The Obama Administration's New Proposal Could Be the Key to Closing the Wage Gap


President Barack Obama famously began his presidency by signing the Lilly Ledbetter Fair Pay Act into law. Now, on the seventh anniversary of doing so, it seems Obama is coming full circle and attempting to close this gap once and for all.

"We knew that our work wasn't done, that we had a lot more to do to close the pay gap between men and women and ensure that no woman would ever face the kind of discrimination that Lilly faced on the job," Obama said at a White House event on Friday.

The Equal Opportunity Employment Commission and the Department of Labor will publish a proposal Friday that would require any business of 100 or more employees to collect and submit data about their workers to the federal government, Time reported Friday. This information will be analyzed by race, gender and ethnicity and evaluated for evidence of discriminatory practices, according to the report.

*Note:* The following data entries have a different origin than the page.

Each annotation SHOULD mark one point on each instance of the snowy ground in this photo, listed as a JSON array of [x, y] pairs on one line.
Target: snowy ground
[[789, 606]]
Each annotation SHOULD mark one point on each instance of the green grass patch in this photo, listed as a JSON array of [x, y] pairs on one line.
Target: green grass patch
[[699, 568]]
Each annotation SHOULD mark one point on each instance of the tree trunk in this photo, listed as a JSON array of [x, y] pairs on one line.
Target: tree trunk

While this proposal could potentially benefit any marginalized worker, it will hopefully particularly contribute to closing the gender wage gap. "This is an issue that's personal for President Obama who has said over and over again that there's no reason why his daughters should be paid less than anyone's sons for doing the same job," White House senior adviser Valerie Jarrett said Thursday on a press call about the proposal, Time reported.

"All of us have to make sure that all of our young girls know we're invested in their success," the president said.

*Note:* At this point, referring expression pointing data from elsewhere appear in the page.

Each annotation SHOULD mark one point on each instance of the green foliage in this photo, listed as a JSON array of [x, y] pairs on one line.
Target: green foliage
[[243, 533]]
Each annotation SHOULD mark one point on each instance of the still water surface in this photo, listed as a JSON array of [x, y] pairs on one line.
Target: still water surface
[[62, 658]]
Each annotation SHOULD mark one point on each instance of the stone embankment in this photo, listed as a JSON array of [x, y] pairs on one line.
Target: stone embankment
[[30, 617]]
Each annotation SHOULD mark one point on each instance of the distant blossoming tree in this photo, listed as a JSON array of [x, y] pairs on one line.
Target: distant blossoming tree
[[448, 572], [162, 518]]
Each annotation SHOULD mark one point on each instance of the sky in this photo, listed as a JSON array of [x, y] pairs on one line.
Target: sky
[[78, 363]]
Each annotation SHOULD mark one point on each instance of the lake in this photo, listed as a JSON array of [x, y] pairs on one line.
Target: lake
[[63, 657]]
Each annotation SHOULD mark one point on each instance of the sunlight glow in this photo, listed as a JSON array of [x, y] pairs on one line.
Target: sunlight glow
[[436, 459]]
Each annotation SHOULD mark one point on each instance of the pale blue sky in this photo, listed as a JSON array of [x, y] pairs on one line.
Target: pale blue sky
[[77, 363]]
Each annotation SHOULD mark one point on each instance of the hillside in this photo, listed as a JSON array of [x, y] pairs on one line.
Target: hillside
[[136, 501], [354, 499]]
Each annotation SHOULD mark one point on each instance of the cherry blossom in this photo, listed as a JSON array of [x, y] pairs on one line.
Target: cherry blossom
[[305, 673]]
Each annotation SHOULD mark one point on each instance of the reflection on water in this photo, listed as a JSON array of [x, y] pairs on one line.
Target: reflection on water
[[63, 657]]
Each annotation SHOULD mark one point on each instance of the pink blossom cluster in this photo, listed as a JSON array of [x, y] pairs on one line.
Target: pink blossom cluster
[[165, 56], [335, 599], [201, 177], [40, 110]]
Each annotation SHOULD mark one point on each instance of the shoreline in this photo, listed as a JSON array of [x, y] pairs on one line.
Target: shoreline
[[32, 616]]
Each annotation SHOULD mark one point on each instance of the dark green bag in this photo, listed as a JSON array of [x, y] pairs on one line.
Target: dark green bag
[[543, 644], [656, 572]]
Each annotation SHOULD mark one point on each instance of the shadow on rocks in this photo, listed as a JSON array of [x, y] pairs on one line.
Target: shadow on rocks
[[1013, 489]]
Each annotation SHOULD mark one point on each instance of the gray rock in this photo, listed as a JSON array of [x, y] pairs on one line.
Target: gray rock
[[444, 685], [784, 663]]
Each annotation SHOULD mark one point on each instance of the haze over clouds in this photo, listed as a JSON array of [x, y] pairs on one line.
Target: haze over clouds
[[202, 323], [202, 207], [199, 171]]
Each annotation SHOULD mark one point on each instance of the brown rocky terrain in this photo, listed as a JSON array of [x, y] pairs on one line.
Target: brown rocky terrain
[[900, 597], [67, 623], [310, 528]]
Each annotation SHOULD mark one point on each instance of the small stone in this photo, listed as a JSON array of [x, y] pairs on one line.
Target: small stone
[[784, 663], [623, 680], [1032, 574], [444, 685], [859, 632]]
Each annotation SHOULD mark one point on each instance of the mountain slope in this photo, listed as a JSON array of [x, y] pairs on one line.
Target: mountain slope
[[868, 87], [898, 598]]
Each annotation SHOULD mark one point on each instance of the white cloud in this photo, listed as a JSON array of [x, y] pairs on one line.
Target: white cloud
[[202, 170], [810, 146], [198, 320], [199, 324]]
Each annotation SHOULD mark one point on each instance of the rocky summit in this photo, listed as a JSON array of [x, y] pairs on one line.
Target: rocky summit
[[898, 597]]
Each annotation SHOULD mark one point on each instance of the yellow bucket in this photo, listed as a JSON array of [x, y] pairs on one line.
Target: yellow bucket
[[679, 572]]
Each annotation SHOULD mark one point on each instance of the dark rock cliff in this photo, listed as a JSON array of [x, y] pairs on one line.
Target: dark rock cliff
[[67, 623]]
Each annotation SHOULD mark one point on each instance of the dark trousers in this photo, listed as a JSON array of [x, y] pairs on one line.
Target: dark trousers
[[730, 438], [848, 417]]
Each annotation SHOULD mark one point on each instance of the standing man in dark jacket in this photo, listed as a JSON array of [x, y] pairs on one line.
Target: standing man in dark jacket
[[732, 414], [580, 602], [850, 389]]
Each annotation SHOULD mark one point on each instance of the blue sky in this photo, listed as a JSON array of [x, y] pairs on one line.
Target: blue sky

Yet it's still statistically likely that Sasha and Malia Obama will be paid less than their male counterparts. In 2014, full-time female workers in the United States made 79 cents for every $1 their male counterparts made — and women of color and mothers made even less, according to the American Association of University Women. This wage gap translates to about $10,876 less per year in average earnings for all women across the country, according to the National Women's Law Center, and should it continue at this pace, won't close until 2058, according to a 2015 study by the Institute for Women's Policy Research, the Daily Beast reported.

Lynne Sladky/AP

The Obama administration's new proposal is hardly the first attempt to counter this unacceptable reality. Legislators have notably combatted this issue on the state level: In October, California Gov. Jerry Brown signed a Fair Pay Act that went into effect this month, following similar legislation signed into law in Vermont and New Mexico in 2013, according to ThinkProgress.

As Obama has said himself multiple times, women deserve equal pay for equal work as well as legislation that ensures this right. This proposal, therefore, seems like a promising sign that Obama is doing all he can to keep his word.